TRIPOLI, Oct 2 (Reuters) - At least five civilians were killed and 12 others wounded among dozens of casualties comprised mostly of combatants in recent fighting in the west Libyan migrant smuggling hub of Sabratha, the United Nations said on Monday.

Sabratha's university hospital has twice been hit by shelling, rendering the emergency and surgery units unusable, the U.N. Libya mission said in a statement.

The clashes have pitted the Anas al-Dabbashi brigade, an armed group previously known for migrant smuggling, against the Operations Room to combat the Islamic State, a group formed last year to oust jihadists from Sabratha.

The fighting broke out when a Dabbashi brigade member was shot dead at a checkpoint, but the brigade's head has said the underlying cause was the group's move to stop the departure of migrant boats to Italy following a deal with the U.N.-backed Government of National Accord (GNA) in Tripoli.

Both sides have links to the GNA, and both said on Monday they were complying with a ceasefire announced by the GNA's chief of staff.
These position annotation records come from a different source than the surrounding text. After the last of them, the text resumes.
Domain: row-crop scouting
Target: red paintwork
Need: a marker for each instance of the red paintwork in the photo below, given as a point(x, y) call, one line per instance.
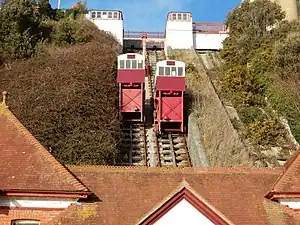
point(131, 76)
point(169, 111)
point(131, 99)
point(169, 103)
point(165, 83)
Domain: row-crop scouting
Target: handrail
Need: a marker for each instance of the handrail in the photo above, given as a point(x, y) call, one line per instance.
point(138, 34)
point(209, 27)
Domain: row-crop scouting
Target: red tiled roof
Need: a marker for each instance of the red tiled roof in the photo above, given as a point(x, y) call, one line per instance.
point(289, 181)
point(127, 195)
point(26, 165)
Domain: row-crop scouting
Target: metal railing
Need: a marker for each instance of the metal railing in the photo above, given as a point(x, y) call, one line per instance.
point(209, 27)
point(138, 34)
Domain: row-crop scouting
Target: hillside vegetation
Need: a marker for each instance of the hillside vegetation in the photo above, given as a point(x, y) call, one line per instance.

The fighting had led to fears of a wider escalation, with the eastern-based Libyan National Army, a force loyal to powerful military commander Khalifa Haftar and opposed to the GNA, saying it backed the Operations Room.

Sabratha, about 70 km (44 miles) west of Tripoli, had been the most common departure point for migrants setting off towards Italy from Libya, until a sudden drop in crossings from July.

The health ministry in Tripoli said on Friday that, overall, at least 26 people including combatants had been killed and 170 wounded in nearly two weeks of fighting.